Birmingham and the Black Country is still a teenage pregnancy blackspot in Europe, nearly a decade after a strategy to halve numbers “spectacularly failed”.

Millions of pounds of NHS and council cash has been pumped into cutting the number of teenage mothers, which is one of the reasons for high rates of infant mortality in the region.

But pregnancies have been reduced by only 137 since 1998 in Birmingham, from 1,165 to 1,028 in 2008 – only a 14 per cent drop and rate of 50.1 pregnancies per thousand girls.

While Sandwell, Walsall and Wolverhampton have faired slightly better, cutting the number of young mothers by around 20 per cent in a decade, their rates are still among the worst in the country of 56.3 per thousand girls, 55.1 and 51.8 respectively.

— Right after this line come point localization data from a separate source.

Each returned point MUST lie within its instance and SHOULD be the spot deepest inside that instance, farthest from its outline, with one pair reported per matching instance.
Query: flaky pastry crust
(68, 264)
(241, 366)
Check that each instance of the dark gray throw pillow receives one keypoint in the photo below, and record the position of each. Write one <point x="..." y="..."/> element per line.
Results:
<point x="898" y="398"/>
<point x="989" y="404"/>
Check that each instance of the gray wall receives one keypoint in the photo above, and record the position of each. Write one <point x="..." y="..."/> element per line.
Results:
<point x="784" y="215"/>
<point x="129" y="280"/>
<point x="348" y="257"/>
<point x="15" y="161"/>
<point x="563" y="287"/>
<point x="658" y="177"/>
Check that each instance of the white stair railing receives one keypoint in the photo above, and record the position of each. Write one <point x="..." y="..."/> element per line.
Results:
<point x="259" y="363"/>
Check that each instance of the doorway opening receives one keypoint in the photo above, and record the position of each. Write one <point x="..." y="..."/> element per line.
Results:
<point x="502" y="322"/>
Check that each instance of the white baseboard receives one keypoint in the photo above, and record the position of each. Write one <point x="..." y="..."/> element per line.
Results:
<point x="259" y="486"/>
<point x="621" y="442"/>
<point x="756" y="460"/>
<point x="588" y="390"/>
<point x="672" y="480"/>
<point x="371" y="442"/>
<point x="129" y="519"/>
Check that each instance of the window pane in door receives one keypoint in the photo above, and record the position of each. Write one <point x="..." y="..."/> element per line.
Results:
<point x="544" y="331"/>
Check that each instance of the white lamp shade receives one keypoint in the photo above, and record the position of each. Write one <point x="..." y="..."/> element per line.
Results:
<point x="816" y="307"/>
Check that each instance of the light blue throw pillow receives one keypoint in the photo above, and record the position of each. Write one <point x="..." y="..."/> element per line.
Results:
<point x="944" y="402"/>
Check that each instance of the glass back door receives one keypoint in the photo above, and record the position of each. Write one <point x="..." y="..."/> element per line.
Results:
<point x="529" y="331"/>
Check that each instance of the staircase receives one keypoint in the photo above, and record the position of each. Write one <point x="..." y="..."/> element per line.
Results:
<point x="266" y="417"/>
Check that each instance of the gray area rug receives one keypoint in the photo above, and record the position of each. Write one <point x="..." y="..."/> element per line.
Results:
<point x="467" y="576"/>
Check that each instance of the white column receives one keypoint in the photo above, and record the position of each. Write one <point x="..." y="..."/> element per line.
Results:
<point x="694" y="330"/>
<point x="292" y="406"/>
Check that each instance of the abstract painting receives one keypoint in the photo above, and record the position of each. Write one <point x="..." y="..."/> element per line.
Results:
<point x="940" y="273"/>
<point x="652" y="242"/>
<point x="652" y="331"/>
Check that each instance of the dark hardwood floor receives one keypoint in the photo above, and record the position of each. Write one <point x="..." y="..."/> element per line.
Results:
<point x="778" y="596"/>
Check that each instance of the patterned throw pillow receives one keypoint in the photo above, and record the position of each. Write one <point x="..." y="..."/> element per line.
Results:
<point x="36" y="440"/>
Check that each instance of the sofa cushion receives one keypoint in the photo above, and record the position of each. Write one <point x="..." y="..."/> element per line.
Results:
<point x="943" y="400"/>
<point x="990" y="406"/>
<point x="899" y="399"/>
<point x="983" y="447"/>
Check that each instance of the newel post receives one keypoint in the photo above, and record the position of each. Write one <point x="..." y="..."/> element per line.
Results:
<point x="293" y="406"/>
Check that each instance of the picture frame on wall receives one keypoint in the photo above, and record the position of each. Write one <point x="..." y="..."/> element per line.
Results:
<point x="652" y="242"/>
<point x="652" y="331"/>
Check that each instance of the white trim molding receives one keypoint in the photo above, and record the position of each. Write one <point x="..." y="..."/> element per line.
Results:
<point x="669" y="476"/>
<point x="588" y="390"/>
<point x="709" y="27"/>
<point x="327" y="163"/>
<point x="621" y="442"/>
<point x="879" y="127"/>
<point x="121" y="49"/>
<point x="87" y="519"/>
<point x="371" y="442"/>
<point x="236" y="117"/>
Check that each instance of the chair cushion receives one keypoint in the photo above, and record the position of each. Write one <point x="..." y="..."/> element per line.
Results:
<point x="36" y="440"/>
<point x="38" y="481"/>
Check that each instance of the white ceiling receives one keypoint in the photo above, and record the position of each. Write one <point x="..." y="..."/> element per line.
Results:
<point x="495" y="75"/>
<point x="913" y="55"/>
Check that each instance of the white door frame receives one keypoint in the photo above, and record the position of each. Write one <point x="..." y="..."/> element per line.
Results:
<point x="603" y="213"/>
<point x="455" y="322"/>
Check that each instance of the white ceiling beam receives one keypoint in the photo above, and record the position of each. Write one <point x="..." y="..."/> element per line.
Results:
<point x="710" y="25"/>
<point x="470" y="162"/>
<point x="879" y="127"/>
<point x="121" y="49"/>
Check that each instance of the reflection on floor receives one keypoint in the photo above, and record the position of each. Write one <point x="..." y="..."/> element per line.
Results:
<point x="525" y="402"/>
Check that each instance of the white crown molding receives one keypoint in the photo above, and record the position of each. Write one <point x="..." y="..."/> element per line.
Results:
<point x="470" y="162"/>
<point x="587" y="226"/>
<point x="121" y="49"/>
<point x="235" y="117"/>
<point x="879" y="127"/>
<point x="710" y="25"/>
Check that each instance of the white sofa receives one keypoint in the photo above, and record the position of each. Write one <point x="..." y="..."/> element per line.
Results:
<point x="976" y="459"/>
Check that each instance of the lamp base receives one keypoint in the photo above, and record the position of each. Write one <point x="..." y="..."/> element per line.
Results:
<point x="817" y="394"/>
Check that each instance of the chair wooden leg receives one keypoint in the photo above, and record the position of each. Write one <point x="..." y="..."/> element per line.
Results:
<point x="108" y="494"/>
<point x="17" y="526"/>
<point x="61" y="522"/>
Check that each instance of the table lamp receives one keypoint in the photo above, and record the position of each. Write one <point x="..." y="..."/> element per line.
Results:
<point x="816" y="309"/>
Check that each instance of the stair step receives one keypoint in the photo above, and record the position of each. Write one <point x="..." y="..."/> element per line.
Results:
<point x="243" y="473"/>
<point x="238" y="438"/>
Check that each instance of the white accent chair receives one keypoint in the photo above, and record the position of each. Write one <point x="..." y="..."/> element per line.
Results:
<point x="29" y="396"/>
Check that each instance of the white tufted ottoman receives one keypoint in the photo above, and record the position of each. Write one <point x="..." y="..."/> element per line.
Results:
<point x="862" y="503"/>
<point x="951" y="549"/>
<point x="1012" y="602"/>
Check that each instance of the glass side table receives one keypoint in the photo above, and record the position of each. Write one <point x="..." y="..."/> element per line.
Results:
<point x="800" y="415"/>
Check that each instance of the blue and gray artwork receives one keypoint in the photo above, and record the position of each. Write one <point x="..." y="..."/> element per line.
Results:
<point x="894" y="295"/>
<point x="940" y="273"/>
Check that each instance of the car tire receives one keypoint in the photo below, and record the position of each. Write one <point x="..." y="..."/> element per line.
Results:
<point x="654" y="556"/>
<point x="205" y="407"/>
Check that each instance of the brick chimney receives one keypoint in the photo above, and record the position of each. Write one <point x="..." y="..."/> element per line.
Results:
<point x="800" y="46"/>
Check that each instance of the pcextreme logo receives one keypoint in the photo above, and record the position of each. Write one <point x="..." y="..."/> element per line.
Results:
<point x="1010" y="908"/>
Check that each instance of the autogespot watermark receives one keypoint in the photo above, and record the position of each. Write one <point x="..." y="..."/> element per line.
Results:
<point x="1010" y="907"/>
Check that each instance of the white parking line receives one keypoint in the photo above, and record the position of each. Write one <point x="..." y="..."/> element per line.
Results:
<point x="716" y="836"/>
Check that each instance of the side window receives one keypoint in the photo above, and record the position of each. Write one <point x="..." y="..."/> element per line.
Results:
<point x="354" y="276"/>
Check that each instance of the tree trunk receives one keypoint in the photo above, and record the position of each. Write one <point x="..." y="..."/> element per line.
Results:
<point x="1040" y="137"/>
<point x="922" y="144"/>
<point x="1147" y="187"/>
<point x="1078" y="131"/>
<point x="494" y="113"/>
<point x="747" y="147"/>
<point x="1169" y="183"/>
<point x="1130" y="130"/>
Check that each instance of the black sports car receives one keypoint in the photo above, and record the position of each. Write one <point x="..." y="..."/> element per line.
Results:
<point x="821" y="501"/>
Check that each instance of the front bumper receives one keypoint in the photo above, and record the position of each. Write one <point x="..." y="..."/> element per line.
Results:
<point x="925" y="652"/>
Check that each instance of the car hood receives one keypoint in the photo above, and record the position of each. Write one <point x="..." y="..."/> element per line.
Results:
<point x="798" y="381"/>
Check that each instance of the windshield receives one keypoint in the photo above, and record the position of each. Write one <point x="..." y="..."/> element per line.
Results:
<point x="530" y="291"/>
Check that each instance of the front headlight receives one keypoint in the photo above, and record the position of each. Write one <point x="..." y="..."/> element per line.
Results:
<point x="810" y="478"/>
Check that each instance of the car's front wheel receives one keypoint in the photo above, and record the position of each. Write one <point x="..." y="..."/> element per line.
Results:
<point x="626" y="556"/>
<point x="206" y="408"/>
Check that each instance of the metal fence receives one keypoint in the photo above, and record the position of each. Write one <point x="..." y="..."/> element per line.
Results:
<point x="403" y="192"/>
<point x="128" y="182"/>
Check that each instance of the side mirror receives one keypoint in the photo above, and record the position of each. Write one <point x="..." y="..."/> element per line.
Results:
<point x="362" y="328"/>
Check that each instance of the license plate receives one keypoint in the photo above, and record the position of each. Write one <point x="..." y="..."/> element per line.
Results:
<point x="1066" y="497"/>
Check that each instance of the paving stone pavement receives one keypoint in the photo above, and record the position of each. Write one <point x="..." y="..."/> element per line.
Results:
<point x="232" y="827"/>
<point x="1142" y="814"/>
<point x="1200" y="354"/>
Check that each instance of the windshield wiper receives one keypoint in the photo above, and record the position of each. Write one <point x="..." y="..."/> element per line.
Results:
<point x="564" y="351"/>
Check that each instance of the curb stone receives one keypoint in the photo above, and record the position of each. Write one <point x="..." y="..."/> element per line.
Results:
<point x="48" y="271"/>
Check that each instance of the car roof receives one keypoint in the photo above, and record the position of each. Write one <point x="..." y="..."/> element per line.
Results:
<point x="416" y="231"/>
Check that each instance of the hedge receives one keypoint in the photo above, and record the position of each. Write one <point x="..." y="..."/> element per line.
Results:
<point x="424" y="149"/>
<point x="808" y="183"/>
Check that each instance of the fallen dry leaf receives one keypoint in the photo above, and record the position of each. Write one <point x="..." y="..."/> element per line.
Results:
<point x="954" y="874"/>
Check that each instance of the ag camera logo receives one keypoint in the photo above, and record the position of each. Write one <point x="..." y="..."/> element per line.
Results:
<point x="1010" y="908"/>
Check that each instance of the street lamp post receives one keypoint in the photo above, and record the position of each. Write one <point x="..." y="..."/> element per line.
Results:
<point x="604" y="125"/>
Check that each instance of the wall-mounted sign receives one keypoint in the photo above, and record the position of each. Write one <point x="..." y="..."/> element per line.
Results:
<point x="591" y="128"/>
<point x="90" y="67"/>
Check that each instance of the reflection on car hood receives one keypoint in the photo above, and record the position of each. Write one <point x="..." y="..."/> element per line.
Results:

Coventry is of particular concern with a rate of 62.8, increasing by three per cent, rather than falling, since 1998.

Britain still has the highest teenage pregnancy rate in western Europe and the West Midlands features some of the worst areas in the UK.

Penny Barber, chief executive of Birmingham’s Brook sex health clinic, said: “In terms of halving rates in ten years, the region has spectacularly failed but if the Government had not set an ambitious target, no one would have done anything. But the good news is that some hard work is beginning to take effect and teenage pregnancies have reduced consistently.

“The good work must be continued and the fear is that with cuts to public services, schemes like this will be cut and any small change will discourage girls.”

Tony Blair told every authority they must cut under-18 pregnancies by half by 2012 but latest figures show that target is doomed to fail.

Schools Secretary Ed Balls has defended the Government’s record on teenage pregnancies, he said: “It was a really ambitious target, a 50 per cent fall. I think it was right to set an ambitious target and it is going to be really hard to make that amount of fall. But it is not enough. I’m still worried about it and there’s a lot more to do.”